The award winners—who were chosen from applications submitted by students, teachers, parents and administrators from schools throughout the five boroughs— were honored at a ceremony held on December 4, 2017. Each teacher was awarded a prize of $5,000 and each school will receive $2,500 to strengthen their school’s science or mathematics department.

“I congratulate these talented educators, whose passion and commitment to teaching has changed the lives of many students,” said Schools Chancellor Carmen Fariña. “We’re grateful for their ongoing dedication to serving students and families across New York City.”

The winners are:

  • Wendy Dunson-DelValle, Brooklyn High School of the Arts, Brooklyn
  • Jason Garofalo, Marble Hill High School for International Studies, Bronx
  • Martina Gately, James Madison High School, Brooklyn
  • Erica Guzmán, Civic Leadership Academy, Queens
  • William Lynam, Gotham Collaborative High School, Bronx
  • Krishna Mahabir, Grover Cleveland High School, Queens
  • Hyungmin Park, New Explorations into Science, Technology and Math (NEST+m), Manhattan

To qualify, a teacher must have taught math or science in New York City high schools for at least five years and must demonstrate excellence in teaching and in achieving results. The winners are chosen by an independent panel of distinguished scientists, mathematicians, and educators. More on the award and evaluation criteria can be found at http://www.fcny.org/fcny/core/sae.


The Fund for the City of New York was established by the Ford Foundation in 1968 with the mandate to improve the quality of life for all New Yorkers. Its Cash Flow Loan Programs lend about $80 million a year to over 300 nonprofits in no-interest bridge financing, and its Partner Project Program supports over 80 nonprofit enterprises that focus on issues ranging from problem-solving courts, to the creation of new parks, to the reduction of asthma rates in disenfranchised communities. These and other initiatives work to achieve better outcomes for New York City’s children and youth, families and communities, and the city as a whole.

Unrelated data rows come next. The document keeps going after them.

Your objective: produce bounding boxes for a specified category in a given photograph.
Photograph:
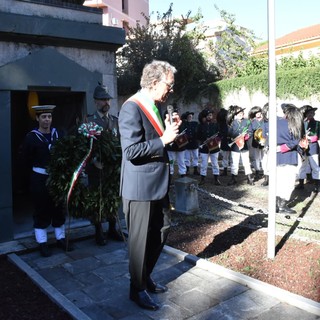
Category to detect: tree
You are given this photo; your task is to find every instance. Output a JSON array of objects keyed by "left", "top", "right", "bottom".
[
  {"left": 117, "top": 4, "right": 220, "bottom": 103},
  {"left": 208, "top": 5, "right": 258, "bottom": 79}
]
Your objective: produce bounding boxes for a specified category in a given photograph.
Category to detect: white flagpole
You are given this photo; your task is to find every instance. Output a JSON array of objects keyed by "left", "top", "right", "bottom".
[{"left": 267, "top": 0, "right": 277, "bottom": 259}]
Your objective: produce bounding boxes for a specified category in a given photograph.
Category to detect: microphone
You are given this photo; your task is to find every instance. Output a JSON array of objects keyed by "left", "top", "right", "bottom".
[
  {"left": 166, "top": 105, "right": 176, "bottom": 147},
  {"left": 167, "top": 105, "right": 174, "bottom": 124}
]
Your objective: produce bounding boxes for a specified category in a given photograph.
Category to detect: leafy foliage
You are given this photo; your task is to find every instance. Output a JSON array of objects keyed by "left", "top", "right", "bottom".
[
  {"left": 117, "top": 4, "right": 320, "bottom": 105},
  {"left": 215, "top": 66, "right": 320, "bottom": 101},
  {"left": 208, "top": 5, "right": 258, "bottom": 79},
  {"left": 117, "top": 4, "right": 220, "bottom": 103},
  {"left": 278, "top": 52, "right": 320, "bottom": 71},
  {"left": 237, "top": 52, "right": 320, "bottom": 78},
  {"left": 47, "top": 130, "right": 122, "bottom": 223},
  {"left": 237, "top": 56, "right": 269, "bottom": 77}
]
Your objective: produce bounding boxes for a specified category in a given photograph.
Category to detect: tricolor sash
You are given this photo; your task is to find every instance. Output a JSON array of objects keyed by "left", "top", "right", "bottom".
[{"left": 128, "top": 92, "right": 164, "bottom": 137}]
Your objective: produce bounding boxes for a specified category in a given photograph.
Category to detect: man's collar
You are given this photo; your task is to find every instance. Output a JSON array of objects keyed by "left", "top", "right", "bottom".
[{"left": 97, "top": 110, "right": 108, "bottom": 119}]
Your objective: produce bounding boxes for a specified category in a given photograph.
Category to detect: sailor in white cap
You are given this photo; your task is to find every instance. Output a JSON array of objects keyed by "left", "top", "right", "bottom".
[{"left": 21, "top": 105, "right": 73, "bottom": 257}]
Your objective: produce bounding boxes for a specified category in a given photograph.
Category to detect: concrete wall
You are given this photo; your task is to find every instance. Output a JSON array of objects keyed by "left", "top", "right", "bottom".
[
  {"left": 0, "top": 92, "right": 13, "bottom": 242},
  {"left": 0, "top": 0, "right": 101, "bottom": 23},
  {"left": 0, "top": 0, "right": 125, "bottom": 242}
]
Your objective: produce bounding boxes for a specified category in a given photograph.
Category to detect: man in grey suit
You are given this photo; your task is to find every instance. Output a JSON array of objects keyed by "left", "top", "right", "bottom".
[
  {"left": 119, "top": 60, "right": 181, "bottom": 311},
  {"left": 87, "top": 84, "right": 123, "bottom": 245}
]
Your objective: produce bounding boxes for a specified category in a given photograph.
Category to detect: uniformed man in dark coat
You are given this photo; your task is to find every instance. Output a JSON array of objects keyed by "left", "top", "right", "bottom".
[
  {"left": 227, "top": 105, "right": 254, "bottom": 186},
  {"left": 184, "top": 111, "right": 200, "bottom": 175},
  {"left": 86, "top": 84, "right": 123, "bottom": 245},
  {"left": 296, "top": 105, "right": 320, "bottom": 192},
  {"left": 197, "top": 109, "right": 221, "bottom": 185}
]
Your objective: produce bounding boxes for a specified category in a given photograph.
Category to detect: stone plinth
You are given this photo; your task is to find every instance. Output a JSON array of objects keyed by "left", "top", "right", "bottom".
[{"left": 174, "top": 177, "right": 199, "bottom": 215}]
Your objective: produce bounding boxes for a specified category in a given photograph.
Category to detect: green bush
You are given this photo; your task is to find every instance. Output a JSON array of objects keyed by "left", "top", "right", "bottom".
[{"left": 214, "top": 66, "right": 320, "bottom": 102}]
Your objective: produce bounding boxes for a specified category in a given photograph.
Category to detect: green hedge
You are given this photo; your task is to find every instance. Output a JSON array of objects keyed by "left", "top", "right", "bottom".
[{"left": 214, "top": 66, "right": 320, "bottom": 102}]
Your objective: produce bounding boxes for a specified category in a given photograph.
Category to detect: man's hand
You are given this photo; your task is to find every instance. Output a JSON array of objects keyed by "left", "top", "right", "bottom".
[{"left": 160, "top": 113, "right": 182, "bottom": 145}]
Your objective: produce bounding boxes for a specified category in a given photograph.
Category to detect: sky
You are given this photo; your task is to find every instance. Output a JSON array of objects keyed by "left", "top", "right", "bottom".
[{"left": 149, "top": 0, "right": 319, "bottom": 41}]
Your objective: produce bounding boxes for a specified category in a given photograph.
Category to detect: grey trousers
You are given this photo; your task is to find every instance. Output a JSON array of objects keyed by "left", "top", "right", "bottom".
[{"left": 122, "top": 197, "right": 171, "bottom": 291}]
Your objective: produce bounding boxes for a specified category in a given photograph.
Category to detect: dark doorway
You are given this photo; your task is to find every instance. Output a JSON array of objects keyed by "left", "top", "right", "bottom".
[{"left": 11, "top": 89, "right": 87, "bottom": 238}]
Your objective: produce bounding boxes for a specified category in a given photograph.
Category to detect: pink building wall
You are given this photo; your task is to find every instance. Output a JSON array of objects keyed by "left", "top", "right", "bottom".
[{"left": 83, "top": 0, "right": 149, "bottom": 28}]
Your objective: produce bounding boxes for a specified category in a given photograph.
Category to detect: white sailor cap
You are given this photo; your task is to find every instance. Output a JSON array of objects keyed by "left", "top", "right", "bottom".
[{"left": 32, "top": 105, "right": 56, "bottom": 114}]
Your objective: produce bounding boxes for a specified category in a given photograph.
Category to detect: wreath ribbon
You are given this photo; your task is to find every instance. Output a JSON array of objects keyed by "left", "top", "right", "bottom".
[{"left": 66, "top": 122, "right": 103, "bottom": 205}]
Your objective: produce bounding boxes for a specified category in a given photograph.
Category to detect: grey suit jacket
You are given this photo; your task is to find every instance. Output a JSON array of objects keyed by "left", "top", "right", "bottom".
[{"left": 119, "top": 99, "right": 170, "bottom": 201}]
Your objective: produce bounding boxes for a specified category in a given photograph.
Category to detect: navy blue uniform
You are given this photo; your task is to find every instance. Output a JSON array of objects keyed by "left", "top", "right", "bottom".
[
  {"left": 22, "top": 128, "right": 65, "bottom": 229},
  {"left": 228, "top": 119, "right": 251, "bottom": 152},
  {"left": 197, "top": 122, "right": 220, "bottom": 154},
  {"left": 185, "top": 121, "right": 199, "bottom": 150},
  {"left": 277, "top": 117, "right": 299, "bottom": 166}
]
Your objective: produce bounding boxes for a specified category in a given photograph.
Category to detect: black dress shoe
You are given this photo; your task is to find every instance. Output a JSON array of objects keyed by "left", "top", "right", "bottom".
[
  {"left": 108, "top": 228, "right": 124, "bottom": 241},
  {"left": 57, "top": 238, "right": 74, "bottom": 252},
  {"left": 39, "top": 242, "right": 51, "bottom": 257},
  {"left": 129, "top": 288, "right": 159, "bottom": 311},
  {"left": 147, "top": 277, "right": 168, "bottom": 294},
  {"left": 95, "top": 233, "right": 107, "bottom": 246},
  {"left": 95, "top": 223, "right": 107, "bottom": 246}
]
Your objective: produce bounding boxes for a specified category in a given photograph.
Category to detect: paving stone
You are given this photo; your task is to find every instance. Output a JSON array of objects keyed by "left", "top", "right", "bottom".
[
  {"left": 63, "top": 256, "right": 103, "bottom": 274},
  {"left": 73, "top": 271, "right": 105, "bottom": 286},
  {"left": 6, "top": 228, "right": 319, "bottom": 320},
  {"left": 250, "top": 303, "right": 320, "bottom": 319},
  {"left": 65, "top": 290, "right": 94, "bottom": 308},
  {"left": 38, "top": 265, "right": 71, "bottom": 282},
  {"left": 80, "top": 303, "right": 114, "bottom": 320},
  {"left": 95, "top": 248, "right": 129, "bottom": 265},
  {"left": 0, "top": 240, "right": 25, "bottom": 254},
  {"left": 170, "top": 288, "right": 220, "bottom": 314},
  {"left": 51, "top": 276, "right": 85, "bottom": 295},
  {"left": 82, "top": 281, "right": 115, "bottom": 302}
]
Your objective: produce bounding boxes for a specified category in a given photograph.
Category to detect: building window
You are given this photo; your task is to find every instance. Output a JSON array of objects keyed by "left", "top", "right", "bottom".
[{"left": 122, "top": 0, "right": 128, "bottom": 14}]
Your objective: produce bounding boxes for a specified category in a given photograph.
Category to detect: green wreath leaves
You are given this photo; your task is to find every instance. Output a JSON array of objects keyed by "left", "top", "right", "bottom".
[{"left": 47, "top": 130, "right": 122, "bottom": 223}]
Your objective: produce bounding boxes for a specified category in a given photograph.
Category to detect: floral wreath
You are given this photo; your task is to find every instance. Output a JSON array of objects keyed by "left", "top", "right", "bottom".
[{"left": 47, "top": 122, "right": 122, "bottom": 223}]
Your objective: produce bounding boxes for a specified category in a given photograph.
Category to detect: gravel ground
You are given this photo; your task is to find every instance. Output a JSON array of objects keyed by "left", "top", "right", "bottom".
[{"left": 167, "top": 170, "right": 320, "bottom": 302}]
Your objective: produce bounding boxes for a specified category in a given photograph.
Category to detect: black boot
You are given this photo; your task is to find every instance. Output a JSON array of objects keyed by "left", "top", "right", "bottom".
[
  {"left": 306, "top": 173, "right": 313, "bottom": 184},
  {"left": 228, "top": 174, "right": 237, "bottom": 186},
  {"left": 108, "top": 219, "right": 123, "bottom": 241},
  {"left": 199, "top": 175, "right": 205, "bottom": 185},
  {"left": 295, "top": 179, "right": 304, "bottom": 190},
  {"left": 193, "top": 166, "right": 200, "bottom": 176},
  {"left": 247, "top": 174, "right": 255, "bottom": 185},
  {"left": 259, "top": 170, "right": 264, "bottom": 179},
  {"left": 313, "top": 179, "right": 320, "bottom": 193},
  {"left": 261, "top": 175, "right": 269, "bottom": 186},
  {"left": 186, "top": 166, "right": 190, "bottom": 175},
  {"left": 57, "top": 238, "right": 74, "bottom": 252},
  {"left": 221, "top": 168, "right": 228, "bottom": 176},
  {"left": 39, "top": 242, "right": 51, "bottom": 257},
  {"left": 95, "top": 222, "right": 107, "bottom": 246},
  {"left": 214, "top": 175, "right": 221, "bottom": 186},
  {"left": 277, "top": 197, "right": 297, "bottom": 214},
  {"left": 254, "top": 171, "right": 260, "bottom": 181}
]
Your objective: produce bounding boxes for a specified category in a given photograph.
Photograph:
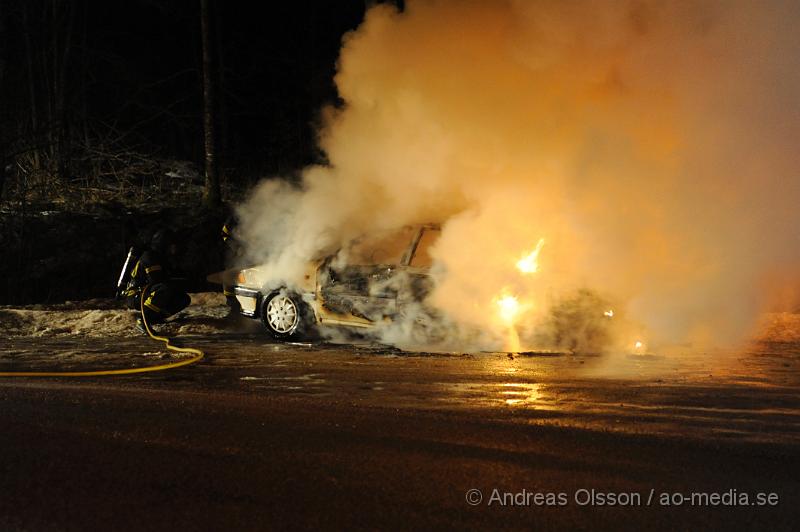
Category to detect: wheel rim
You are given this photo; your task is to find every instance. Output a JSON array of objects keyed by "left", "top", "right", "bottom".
[{"left": 266, "top": 294, "right": 298, "bottom": 333}]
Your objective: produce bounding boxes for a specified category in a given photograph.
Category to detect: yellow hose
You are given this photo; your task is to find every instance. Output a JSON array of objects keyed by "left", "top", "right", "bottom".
[{"left": 0, "top": 284, "right": 204, "bottom": 377}]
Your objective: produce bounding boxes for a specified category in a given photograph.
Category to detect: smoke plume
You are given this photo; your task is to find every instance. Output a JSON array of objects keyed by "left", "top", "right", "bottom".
[{"left": 239, "top": 0, "right": 800, "bottom": 351}]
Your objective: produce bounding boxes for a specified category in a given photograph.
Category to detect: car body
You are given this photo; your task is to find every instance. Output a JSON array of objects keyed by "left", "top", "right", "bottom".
[{"left": 229, "top": 224, "right": 441, "bottom": 338}]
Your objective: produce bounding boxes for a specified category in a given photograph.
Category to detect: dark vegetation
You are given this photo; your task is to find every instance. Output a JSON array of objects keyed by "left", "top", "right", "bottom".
[
  {"left": 0, "top": 200, "right": 226, "bottom": 304},
  {"left": 0, "top": 0, "right": 372, "bottom": 304}
]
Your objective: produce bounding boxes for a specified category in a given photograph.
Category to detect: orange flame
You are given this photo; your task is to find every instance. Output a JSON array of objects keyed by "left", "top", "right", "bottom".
[
  {"left": 496, "top": 292, "right": 520, "bottom": 325},
  {"left": 495, "top": 290, "right": 522, "bottom": 352},
  {"left": 516, "top": 238, "right": 546, "bottom": 274}
]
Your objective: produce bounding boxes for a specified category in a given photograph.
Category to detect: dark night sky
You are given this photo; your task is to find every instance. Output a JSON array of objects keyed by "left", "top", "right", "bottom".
[{"left": 2, "top": 0, "right": 376, "bottom": 179}]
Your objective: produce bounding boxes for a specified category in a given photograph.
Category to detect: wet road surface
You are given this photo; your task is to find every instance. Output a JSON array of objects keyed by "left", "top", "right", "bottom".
[{"left": 1, "top": 331, "right": 799, "bottom": 530}]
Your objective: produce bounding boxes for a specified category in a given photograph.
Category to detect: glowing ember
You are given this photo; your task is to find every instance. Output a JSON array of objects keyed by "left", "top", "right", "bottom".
[
  {"left": 516, "top": 238, "right": 546, "bottom": 274},
  {"left": 604, "top": 309, "right": 614, "bottom": 318}
]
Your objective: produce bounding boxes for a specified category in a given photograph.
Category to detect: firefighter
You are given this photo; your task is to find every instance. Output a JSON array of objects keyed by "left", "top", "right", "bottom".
[
  {"left": 221, "top": 213, "right": 241, "bottom": 253},
  {"left": 221, "top": 213, "right": 242, "bottom": 315},
  {"left": 125, "top": 228, "right": 191, "bottom": 333}
]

The Alfred P. Sloan Foundation is a philanthropic nonprofit institution established by Alfred P. Sloan in 1934. Its main programs involve science and technology, the standard of living and economic performance, education and careers in science and technology, selected national issues, and a civic program. The goal of a civic program is to contribute to New York City by responding to social opportunities the city presents, and by funding high-leverage programs related to its area of interest. The Sloan Public Service Awards, presented annually by the Fund for the City of New York, have been part of its civic program since 1985.